Con la necesidad y la necedad de forzar la capacidad física, los sistemas del cuerpo han terminado por adaptarse para soportar más. Es un asunto de supervivencia, porque nunca se sabe qué tan cerca del límite se va llegar.
En esa adaptación, el cuerpo se ha aligerado conservando solo la grasa necesaria, el corazón, para ser más eficiente en cada latido, se ha ensanchado hasta un tamaño que si no se lograra con el ejercicio sería signo evidente de enfermedad, en los músculos abundan las fibras rojas, de contracción lenta y mínimo volumen, más resistentes a la fatiga.
Con los primeros movimientos, todavía allí en la línea de partida, el sistema nervioso, predispuesto por experiencia para lo que viene comienza a liberar hormonas que aumentan el ritmo con el que el corazón bombea sangre y con el que se respira para llevar por esa vía el oxígeno que pronto comenzará a hacer falta.

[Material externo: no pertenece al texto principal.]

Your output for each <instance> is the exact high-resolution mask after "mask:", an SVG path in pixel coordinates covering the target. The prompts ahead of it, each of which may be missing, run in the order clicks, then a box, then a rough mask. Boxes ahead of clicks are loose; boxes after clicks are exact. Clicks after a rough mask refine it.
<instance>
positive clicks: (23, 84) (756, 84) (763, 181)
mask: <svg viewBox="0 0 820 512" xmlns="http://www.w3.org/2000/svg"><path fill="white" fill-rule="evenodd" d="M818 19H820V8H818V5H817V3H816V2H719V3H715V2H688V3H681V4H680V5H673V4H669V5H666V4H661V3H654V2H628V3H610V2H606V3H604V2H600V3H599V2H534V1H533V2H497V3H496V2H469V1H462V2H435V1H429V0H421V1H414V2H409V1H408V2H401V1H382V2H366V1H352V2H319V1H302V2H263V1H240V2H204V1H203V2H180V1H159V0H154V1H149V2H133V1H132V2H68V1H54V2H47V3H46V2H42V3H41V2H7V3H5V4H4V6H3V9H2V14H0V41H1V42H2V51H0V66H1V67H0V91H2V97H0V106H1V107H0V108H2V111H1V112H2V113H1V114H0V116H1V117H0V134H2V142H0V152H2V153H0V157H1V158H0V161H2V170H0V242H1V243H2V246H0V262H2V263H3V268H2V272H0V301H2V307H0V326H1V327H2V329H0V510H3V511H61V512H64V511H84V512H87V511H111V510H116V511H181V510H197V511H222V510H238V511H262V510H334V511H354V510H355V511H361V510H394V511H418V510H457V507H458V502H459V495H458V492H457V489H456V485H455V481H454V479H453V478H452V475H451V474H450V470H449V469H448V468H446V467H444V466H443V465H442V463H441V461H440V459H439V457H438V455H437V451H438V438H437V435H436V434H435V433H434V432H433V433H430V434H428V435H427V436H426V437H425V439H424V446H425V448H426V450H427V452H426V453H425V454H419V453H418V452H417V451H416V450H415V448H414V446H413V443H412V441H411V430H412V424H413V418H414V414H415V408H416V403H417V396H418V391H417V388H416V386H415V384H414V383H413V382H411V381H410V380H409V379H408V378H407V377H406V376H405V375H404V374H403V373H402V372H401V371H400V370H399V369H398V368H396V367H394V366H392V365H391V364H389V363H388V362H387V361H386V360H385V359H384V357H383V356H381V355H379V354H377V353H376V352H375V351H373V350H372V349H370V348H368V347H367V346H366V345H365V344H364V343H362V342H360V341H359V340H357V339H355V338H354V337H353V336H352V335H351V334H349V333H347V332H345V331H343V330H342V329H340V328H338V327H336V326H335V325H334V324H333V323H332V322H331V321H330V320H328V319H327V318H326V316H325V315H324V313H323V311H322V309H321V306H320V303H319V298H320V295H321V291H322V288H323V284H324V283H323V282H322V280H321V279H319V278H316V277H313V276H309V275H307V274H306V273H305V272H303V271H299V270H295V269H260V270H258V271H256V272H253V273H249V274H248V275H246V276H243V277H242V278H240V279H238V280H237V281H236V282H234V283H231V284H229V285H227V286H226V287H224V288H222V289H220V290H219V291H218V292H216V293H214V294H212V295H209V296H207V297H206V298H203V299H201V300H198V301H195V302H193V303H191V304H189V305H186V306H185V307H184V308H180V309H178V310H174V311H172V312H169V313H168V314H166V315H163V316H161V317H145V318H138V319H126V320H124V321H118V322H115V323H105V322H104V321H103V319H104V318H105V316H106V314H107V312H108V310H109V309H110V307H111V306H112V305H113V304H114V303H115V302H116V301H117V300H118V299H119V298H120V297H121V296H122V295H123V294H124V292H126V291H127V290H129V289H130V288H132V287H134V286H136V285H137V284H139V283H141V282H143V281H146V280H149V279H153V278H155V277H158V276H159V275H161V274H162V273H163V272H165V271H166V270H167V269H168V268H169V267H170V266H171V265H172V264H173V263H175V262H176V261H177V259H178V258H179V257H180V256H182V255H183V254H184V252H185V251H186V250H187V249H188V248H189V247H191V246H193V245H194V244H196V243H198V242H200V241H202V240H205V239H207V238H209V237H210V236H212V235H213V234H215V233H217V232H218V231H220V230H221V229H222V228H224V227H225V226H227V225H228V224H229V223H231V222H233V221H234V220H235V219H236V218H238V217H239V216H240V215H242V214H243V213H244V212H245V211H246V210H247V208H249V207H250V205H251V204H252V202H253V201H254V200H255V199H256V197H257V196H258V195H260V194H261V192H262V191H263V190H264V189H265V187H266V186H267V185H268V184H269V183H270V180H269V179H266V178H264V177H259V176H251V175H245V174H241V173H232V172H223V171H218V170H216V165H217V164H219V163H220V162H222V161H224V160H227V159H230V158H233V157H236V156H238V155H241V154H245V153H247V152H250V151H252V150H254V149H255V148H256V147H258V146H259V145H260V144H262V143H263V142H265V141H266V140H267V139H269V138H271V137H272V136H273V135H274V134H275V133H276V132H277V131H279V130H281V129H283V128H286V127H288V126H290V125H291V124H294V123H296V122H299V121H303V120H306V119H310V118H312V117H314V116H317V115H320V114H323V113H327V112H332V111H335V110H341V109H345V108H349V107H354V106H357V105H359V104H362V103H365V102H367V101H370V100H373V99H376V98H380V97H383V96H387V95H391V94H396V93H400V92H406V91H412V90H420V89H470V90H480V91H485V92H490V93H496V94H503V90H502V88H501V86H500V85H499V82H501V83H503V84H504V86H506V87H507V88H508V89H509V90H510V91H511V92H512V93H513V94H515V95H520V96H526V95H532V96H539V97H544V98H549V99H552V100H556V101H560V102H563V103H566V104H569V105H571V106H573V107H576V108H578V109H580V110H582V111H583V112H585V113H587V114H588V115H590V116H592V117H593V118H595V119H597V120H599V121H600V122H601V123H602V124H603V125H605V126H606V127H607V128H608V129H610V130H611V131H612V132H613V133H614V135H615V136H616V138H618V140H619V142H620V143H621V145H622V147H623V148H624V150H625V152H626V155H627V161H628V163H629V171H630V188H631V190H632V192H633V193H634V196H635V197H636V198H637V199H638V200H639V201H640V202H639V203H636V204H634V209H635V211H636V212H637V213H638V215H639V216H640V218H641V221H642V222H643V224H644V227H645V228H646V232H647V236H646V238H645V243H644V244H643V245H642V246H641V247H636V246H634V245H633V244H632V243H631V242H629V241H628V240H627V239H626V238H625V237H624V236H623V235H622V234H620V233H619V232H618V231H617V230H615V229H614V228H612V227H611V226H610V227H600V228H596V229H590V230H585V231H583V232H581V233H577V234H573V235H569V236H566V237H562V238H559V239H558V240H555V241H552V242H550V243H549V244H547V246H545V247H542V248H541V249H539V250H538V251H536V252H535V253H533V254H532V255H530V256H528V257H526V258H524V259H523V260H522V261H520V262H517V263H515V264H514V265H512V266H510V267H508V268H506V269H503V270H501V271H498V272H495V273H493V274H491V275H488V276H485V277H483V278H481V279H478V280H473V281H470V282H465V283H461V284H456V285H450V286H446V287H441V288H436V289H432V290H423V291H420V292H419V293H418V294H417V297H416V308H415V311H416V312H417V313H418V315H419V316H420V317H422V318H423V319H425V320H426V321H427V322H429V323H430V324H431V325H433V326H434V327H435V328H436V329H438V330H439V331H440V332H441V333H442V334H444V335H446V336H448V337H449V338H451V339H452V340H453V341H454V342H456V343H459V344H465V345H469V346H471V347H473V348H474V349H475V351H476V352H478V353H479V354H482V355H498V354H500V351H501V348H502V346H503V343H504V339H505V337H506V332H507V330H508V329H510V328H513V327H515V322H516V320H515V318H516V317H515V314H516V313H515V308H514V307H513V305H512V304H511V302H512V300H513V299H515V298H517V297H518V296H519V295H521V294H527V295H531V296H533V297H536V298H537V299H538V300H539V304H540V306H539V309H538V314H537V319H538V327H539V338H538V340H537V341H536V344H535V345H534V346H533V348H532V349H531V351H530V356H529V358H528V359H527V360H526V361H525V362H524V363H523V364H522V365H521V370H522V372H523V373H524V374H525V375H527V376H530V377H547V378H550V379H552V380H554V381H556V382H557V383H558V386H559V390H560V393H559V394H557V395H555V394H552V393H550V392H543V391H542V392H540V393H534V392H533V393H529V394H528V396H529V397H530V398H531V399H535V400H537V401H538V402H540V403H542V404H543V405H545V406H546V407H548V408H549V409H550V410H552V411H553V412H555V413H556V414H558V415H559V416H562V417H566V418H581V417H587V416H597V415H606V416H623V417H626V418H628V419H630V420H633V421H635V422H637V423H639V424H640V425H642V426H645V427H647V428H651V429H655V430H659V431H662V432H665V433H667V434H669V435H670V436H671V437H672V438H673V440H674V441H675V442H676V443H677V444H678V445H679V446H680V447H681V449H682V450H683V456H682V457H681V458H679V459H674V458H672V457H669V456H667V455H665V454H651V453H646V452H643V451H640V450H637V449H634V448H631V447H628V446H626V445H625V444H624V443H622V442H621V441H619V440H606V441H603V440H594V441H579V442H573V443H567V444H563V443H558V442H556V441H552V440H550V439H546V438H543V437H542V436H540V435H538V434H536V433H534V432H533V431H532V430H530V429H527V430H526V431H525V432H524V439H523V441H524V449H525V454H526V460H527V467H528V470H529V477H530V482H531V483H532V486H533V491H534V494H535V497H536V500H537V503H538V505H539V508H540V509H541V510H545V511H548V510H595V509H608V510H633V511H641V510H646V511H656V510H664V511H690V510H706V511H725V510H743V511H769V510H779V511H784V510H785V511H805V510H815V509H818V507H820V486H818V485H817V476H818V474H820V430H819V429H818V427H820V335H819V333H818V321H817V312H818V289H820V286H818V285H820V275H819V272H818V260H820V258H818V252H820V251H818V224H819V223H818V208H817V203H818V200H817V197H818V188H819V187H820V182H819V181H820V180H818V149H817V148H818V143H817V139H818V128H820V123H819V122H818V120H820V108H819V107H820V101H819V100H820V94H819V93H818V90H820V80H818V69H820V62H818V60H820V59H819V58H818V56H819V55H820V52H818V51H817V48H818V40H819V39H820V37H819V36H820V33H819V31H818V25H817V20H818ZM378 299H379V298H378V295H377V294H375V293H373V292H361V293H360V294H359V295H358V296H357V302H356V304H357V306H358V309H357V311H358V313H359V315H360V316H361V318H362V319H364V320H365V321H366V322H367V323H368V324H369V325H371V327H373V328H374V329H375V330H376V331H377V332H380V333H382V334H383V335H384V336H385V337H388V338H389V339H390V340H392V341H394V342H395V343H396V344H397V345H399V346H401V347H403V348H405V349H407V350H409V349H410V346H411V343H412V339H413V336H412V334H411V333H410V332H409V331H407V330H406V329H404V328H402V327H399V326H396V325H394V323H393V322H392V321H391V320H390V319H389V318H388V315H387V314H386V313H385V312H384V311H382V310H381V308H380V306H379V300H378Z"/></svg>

Y desde allí comienzan las acciones reguladoras del organismo, diseñado como una máquina autoconservadora. La temperatura interna aumenta con el trabajo, de manera que comienza a correr sudor que se enfría al contacto con el aire y ayuda a compensar el calor que podría llegar a ser dañino. El corazón, que en condiciones normales late 60 veces en un minuto triplica su trabajo y la frecuencia respiratoria se multiplica por cuatro para aumentar la producción de energía, que ahora se derrocha para ir deprisa. La dopamina, un anestésico natural de acción semejante a la morfina comienza a hacer efecto para que se pueda resistir al dolor y al malestar que trae el esfuerzo cuando es máximo.
Pero al tiempo que se acumulan los kilómetros, con la capacidad al tope, es cada vez más difícil conseguir la compensación y el movimiento repetido empieza a generar deudas. Comienza una contradicción entre ir más lento para que la regulación gane terreno frente al avance de la fatiga y el deseo competitivo de ir más rápido.
Los músculos se llenan de ácido láctico, otro producto del agotamiento, que se va a la sangre y al hígado para tratar de volverlo a convertir en energía. El propio organismo genera bicarbonato para neutralizar en algo la acidez.
Al final, cruzar la meta termina por ser la única manera de acabar con la descompensación en progreso y es la voluntad la que da el impulso, aún cuando todo lo orgánico ya está en niveles críticos. Es la garantía para sobrevivir.